Od 1 kwietnia przyszłego roku mieszkańcy Warszawy zapłacą więcej za zagospodarowanie odpadów. W czwartek Rada Warszawy głosami KO przyjęła uchwałę w tej sprawie. Średnio, co miesiąc wywóz śmieci będzie kosztował jednego warszawiaka ok. 50 zł, np. czteroosobowa rodzina zapłaci - 200 zł.
Pierwotnie zmiana taryfy miała wejść w życie 1 grudnia 2020 r. Jednak 17 listopada Kolegium Regionalnej Izby Obrachunkowej stwierdziło częściową nieważność przyjętych przez Radę Miasta przepisów.
Zdaniem RIO, Rada Miasta powinna była jednoznacznie określić, co jest źródłem informacji o ilości zużytej wody w konkretnych sytuacjach. "Przykładowo, w jakiej sytuacji źródłem informacji o ilości zużytej wody jest faktura, a w jakiej - odczyt z wodomierza" - wskazano. Zdaniem RIO dotychczasowa regulacja była nieprecyzyjna i niejasna.

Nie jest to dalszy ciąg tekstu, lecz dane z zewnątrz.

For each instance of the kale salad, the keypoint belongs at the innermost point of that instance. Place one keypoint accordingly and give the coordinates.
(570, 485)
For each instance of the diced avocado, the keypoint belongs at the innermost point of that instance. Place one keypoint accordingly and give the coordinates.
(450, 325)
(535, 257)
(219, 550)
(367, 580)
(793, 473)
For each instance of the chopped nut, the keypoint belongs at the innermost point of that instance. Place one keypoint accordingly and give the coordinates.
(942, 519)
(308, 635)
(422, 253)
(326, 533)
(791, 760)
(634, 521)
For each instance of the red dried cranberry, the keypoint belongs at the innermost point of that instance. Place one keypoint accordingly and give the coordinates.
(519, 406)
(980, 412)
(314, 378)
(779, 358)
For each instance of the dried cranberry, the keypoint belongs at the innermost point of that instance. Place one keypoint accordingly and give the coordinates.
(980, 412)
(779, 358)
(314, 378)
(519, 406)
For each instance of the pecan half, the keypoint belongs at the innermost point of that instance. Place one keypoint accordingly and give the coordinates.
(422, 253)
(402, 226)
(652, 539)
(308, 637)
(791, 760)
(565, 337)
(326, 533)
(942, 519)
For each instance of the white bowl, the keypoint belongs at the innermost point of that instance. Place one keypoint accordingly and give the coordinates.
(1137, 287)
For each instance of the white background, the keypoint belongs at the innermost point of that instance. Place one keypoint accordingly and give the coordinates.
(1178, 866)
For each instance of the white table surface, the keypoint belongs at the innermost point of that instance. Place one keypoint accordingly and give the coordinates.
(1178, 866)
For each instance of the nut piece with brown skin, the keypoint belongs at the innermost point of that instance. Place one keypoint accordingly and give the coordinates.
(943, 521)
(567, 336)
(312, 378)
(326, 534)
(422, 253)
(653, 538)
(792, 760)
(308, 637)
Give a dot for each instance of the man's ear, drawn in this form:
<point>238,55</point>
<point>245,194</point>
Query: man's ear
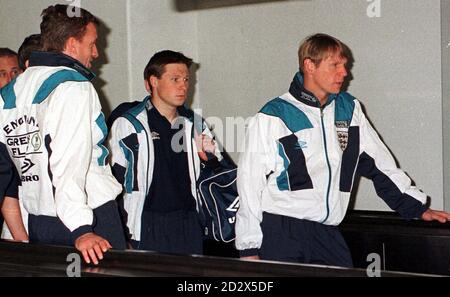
<point>309,66</point>
<point>147,85</point>
<point>153,80</point>
<point>71,48</point>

RIO nie zakwestionowała ani wysokości stawki opłaty za wywóz odpadów, ani metody, ani zasad, jeżeli chodzi o naliczanie opłaty - wyjaśniał wcześniej wiceprezydent Warszawy Michał Olszewski. Dodał, że zgodnie z wolą RIO, mieszkaniec będzie mógł określić zużycie wody wyłącznie na podstawie wskazania wodomierza głównego.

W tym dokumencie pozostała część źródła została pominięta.